This might be due to the system BIOS not assigning resources to the K40 devices correctly. K40, with 12G of memory, requires a 16G BAR to be assigned/allocated (amongst other resources…). With 4 GPUs in a single system, your system BIOS may be choking on plug-n-play setup. This can be deduced with careful analysis of lspci -vvv output, compared to a known good configuration (you will find resource allocation differences).

What sort of system do you have these 4 GPUs plugged into? Do you have the latest system BIOS version installed?

And as I’ve mentioned already, K40m is really only designed to be used in a system that has been properly qualified by an OEM to hold the K40.

Do you have the appropriate aux power connections made to the K40 devices?

I’ll get the output of lspci -vvv

They’re all sitting in a Nitro T5-CPU Supercomputer, has two 1400 Watt Power Supplies, plenty of cooling, this thing is designed for Quad GPU configurations.

I’ll also checkup the bios as well.

The Xenon Nitro T5 platform appears to be quite old - 5+ years old. I’m pretty sure it has not been qualified for K40m.

I suggest running K40m in a qualified platform.

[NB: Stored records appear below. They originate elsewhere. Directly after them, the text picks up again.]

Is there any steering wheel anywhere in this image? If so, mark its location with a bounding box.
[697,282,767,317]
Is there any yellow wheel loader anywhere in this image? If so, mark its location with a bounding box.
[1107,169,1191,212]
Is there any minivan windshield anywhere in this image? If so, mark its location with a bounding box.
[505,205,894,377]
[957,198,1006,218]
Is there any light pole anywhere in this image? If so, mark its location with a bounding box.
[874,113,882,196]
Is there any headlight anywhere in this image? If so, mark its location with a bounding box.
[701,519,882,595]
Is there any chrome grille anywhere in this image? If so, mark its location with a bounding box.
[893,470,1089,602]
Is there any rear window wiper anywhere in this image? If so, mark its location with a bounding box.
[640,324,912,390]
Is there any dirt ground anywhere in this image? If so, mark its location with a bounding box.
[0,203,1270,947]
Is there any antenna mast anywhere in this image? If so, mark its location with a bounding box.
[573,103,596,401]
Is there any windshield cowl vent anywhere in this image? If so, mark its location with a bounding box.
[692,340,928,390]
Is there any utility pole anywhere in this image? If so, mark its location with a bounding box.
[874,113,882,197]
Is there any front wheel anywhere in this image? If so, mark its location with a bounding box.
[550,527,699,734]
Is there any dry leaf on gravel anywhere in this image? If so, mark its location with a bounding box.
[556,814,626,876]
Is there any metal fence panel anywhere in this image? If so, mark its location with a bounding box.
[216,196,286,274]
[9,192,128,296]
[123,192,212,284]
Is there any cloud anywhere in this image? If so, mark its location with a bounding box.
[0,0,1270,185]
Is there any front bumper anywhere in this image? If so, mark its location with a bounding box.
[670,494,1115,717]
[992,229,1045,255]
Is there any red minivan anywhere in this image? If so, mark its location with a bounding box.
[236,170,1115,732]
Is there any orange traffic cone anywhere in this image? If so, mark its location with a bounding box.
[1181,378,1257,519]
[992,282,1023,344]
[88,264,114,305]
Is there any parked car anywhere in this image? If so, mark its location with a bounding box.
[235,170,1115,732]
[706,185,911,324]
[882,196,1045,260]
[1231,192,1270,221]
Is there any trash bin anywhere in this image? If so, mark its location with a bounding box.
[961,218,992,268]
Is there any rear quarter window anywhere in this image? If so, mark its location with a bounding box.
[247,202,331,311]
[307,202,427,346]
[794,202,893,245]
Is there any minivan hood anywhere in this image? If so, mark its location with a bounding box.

Yep, just exploring every avenue before we go down that path as a new system would have to be purchased.

Here is the pastebin from the lspci -vvv I’m not really sure what I am looking for if there is a problem.
http://pastebin.com/jvEZncRw

Take a look at this section, starting at line 1545:

83:00.0 3D controller: NVIDIA Corporation GK110BGL [Tesla K40m] (rev a1)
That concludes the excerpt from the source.